Thermoelectric characterization of RE12Co5Bi (RE = Gd, Er). (a) Electrical resistivity, (b) Seebeck coefficient, (c) thermal conductivity, and (d) thermoelectric figure of merit zT as a function of temperature. We also include the recommendation engine’s confidence levels for the first three properties; the lowest-probability property, the Seebeck coefficient, is indeed found to be below the 100 μV K−1 threshold.

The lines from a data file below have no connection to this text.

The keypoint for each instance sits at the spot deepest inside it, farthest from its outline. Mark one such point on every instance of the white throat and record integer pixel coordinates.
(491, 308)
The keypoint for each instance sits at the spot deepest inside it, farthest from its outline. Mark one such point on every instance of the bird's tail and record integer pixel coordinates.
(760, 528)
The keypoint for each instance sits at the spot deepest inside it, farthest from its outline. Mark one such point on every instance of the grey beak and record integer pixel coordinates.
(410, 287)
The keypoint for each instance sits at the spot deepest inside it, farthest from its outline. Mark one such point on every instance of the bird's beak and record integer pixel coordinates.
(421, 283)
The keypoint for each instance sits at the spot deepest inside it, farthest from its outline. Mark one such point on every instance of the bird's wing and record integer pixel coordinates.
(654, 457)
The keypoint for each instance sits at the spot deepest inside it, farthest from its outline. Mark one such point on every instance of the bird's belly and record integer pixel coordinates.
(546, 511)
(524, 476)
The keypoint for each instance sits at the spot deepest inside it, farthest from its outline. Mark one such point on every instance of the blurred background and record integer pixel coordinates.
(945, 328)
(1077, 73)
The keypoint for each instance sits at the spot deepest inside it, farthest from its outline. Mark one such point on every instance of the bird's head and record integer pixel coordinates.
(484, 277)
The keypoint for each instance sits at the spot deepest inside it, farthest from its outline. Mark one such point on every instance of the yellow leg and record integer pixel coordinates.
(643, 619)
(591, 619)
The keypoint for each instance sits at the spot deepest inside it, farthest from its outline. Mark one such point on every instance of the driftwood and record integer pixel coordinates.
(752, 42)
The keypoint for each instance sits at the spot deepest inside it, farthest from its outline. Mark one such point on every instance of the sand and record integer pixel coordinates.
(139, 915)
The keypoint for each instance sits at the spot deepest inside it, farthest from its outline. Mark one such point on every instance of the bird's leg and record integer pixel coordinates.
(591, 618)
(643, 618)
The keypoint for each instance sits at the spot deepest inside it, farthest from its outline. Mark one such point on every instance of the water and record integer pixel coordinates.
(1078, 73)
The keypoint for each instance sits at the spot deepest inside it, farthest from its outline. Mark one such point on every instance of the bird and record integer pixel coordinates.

Another observation from Fig. 5 illustrates the scientific boon of studying entirely new classes of materials. Unexpectedly, RE12Co5Bi (RE = Gd, Er) exhibits increasing thermal conductivity with temperature. (We note the recommendation engine successfully chose a material with a low thermal conductivity at room temperature, which would normally decrease with increasing temperature.) The increasing electrical resistivity with temperature indicates metallic electrical transport, so the electrical contribution to the total thermal conductivity should therefore decrease with increasing temperature. Additionally, the phonon contribution to thermal conductivity should also decrease with increasing temperature due to more phonon–phonon (Umklapp) scattering.47 Thermal conductivity is calculated from the following relation: κ = αρCp, where α is thermal diffusivity, Cp is heat capacity, and ρ is density. Normally, thermal diffusivity has a negative temperature dependence whereas heat capacity and density both have positive temperature dependence. However, for this compound we observe a positive temperature dependence for the thermal diffusivity even after multiple measurements, the origin of which is not presently understood. Materials with increasing thermal conductivity with temperature are rare, though not unprecedented,48,49 and further studies on this class of compounds to shed light on this anomaly could thus lead to new strategies for thermoelectric materials optimization.
IV. CONCLUSIONS
This initial experimental validation of our recommendation engine is encouraging. The present work represents the first time that machine learning has been used to suggest an experimentally viable new compound from true chemical white space, where no prior characterization had hinted at promising chemistries. The implication is that our approach—wherein a data-driven computational tool directly augments experimental capabilities and intuition—is a semi-rational way to discover new materials families that may have desirable properties. We suggest that such an paradigm could eventually replace trial-and-error and fortuity in the search for new materials across a wide variety of application areas.
ACKNOWLEDGMENTS
We thank Ram Seshadri for helpful discussions and insight. We thank the National Science Foundation for support of this research through No. NSF-DMR 1121053, as well as the Natural Sciences and Engineering Research Council of Canada (NSERC), and the DARPA SIMPLEX Program No. N66001-15-C-4036. Additionally, this research made extensive use of shared experimental facilities of the Materials Research Laboratory: a NSF MRSEC, supported by No. NSF-DMR 1121053. M.W.G. is thankful for support from NSERC through a Postgraduate Scholarship, support from the US Department of State through an International Fulbright Science & Technology Award, and support from the European Union’s Horizon 2020 research and innovation programme under the Marie Skłodowska–Curie Grant Agreement No. 659764. B.M. and G.J.M. are founders and significant shareholders in Citrine Informatics Inc.